At the season-opening in the South African Grand Prix at Kyalami in April, Andretti qualified ninth, seven spots behind teammate Senna. His car did not get off the grid for the formation laps thanks to a malfunctioning clutch. He DNF’d the first four races—sometimes his doing, sometimes the car’s—and seven of his 13 starts. The weight he’d borne being Mario’s son in the States was like a hydraulic press in Europe. He didn’t score points until the French Grand Prix in July and didn’t reach the podium until Monza, with three races to go. It was there, nearly one year to the day after McLaren announced Andretti’s signing, that team boss Ron Dennis said he and Andretti had agreed to part ways. Test driver Mika Hakkinen, much less expensive than Andretti, would finish the season in the second McLaren.

The positive spin on Andretti’s brief foray into Formula 1? He scored points in half of the six races he actually finished, and on several occasions qualified within a whisker of Senna, at tracks where Andretti had run a relative handful of laps.

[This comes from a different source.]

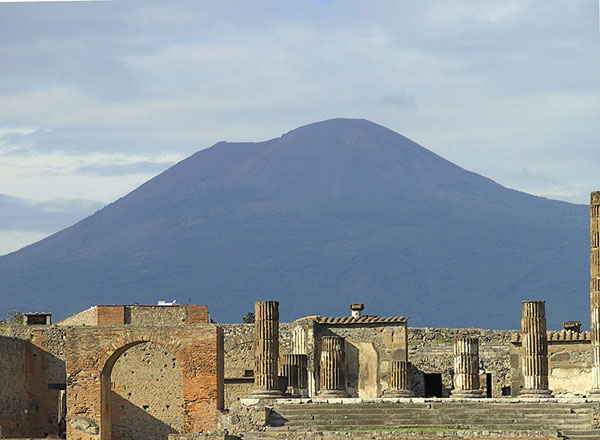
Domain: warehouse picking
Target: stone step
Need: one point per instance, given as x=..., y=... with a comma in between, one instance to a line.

The most frequently cited factor in Andretti’s failure at McLaren, then and now, is his unwillingness to move from his home in eastern Pennsylvania and set up a base near McLaren in the UK. Instead, he chose to commute back and forth across the Atlantic. Then, as now, Andretti called the wouldn’t-relocate hypothesis “absolute b---s----.”

“People who said that have no clue, or have some problem with me and didn’t want me to do well,” he told Autoweek years later, shortly before he retired as a driver. “Maybe I would now because my kids are older, but not living there had nothing to do with my performance.”

Certainly, he missed in-season tests that allowed his eventual replacement, Hakkinen, to establish rapport with the team? Not according to Michael.